The Iowa DNR has already offered to stock Osterholm's spring with fingerling brookies taken from South Pine Creek about nine miles away. The fish were discovered a few years ago in one of the stream's remote pools. DNA testing confirmed that they are wild fish, native to northeast Iowa.
Trout biologist Bill Kalishek says the trout have been moved to several new streams and they've naturally reproduced in four of them so far.
"The remeandered stream here on Mike's property will be one of those streams also. We're gonna be stocking that with some of those heritage strain South Pine Creek brook trout to try to get another population established."
Kalishek says the DNR is encouraged by Osterholm's project and hopes it will inspire others.
"Mike's one of the few landowners we've worked with that is really looking at the big picture. He's looking at his entire property and really trying to figure out what impact all of that will have eventually on the stream and the trout population," he says.
Trout Unlimited is also watching the project closely. Recently the national organization gave the local T.U. chapter $10,000 to help repair the stream. It was one of only two fully-funded projects in the nation.
Osterholm is also receiving some government grants. Still, he will have to kick in a good share of his own money. The entire project is expected to cost well over $100,000.

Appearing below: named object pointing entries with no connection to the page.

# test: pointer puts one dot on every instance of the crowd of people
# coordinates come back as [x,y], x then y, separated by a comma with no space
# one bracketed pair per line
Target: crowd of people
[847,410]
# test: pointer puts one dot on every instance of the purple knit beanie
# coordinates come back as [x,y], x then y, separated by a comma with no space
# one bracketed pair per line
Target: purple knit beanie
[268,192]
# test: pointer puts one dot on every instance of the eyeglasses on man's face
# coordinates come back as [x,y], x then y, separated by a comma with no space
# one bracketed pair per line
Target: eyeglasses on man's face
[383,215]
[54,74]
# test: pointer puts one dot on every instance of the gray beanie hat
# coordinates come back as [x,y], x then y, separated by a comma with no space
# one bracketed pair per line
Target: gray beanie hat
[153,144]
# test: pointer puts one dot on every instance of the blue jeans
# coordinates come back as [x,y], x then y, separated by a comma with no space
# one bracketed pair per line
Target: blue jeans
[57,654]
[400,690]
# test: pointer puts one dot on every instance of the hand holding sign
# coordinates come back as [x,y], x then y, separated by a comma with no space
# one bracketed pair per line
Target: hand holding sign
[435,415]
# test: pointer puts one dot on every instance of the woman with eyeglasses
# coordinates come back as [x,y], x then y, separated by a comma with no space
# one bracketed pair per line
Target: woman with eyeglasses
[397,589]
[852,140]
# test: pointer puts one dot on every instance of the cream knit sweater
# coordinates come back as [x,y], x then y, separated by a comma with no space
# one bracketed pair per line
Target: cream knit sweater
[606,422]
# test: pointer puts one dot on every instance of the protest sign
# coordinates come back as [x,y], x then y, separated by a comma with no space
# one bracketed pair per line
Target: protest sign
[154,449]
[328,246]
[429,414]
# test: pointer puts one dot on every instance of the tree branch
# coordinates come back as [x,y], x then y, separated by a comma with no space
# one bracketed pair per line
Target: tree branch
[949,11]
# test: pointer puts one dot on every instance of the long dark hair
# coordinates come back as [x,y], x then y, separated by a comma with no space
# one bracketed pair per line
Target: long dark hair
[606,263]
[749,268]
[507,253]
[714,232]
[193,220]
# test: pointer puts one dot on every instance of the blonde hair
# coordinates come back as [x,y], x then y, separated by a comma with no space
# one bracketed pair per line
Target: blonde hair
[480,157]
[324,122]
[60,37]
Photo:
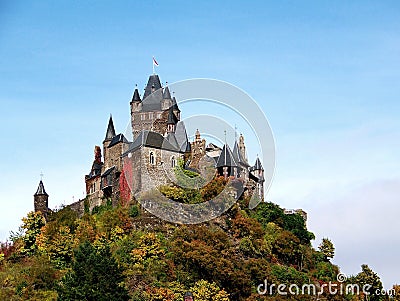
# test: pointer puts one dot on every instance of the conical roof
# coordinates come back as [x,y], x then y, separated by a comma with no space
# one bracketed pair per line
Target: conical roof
[110,129]
[153,83]
[136,96]
[172,119]
[166,94]
[175,105]
[226,158]
[40,190]
[258,165]
[237,155]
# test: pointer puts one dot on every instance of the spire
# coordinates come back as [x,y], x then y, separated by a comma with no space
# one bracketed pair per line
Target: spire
[171,116]
[136,96]
[257,165]
[226,158]
[197,136]
[175,105]
[237,154]
[153,84]
[166,94]
[110,129]
[40,190]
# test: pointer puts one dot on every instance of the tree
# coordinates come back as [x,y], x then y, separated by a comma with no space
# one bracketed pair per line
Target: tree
[327,249]
[371,279]
[32,225]
[206,291]
[95,276]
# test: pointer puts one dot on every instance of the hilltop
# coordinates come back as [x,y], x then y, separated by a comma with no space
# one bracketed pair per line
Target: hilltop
[124,253]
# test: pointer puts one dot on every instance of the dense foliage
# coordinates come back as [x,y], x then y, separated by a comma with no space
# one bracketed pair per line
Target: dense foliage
[123,253]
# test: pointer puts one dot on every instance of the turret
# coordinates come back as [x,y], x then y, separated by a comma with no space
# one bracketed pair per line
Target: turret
[258,170]
[136,103]
[41,199]
[226,164]
[171,121]
[242,148]
[110,134]
[166,102]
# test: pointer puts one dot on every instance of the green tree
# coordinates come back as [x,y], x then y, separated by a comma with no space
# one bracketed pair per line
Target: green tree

"In part what we're doing here is an experiment. This is not going to be a project that I would urge others to begin to embark upon because we're going to learn things here about how to do it better, how to do it more cheaply. It's going to be an expensive proposition. It's one that however I think in the end a model that I think will save a lot of others both time and money."
Occasionally Osterholm fantasizes about turning his property and other sections of the Driftless Area into a national park one day. He thinks it's special enough to deserve the designation. But he's also content knowing that at the very least, he's preserving what he can of a unique Driftless Area prairie and trout stream.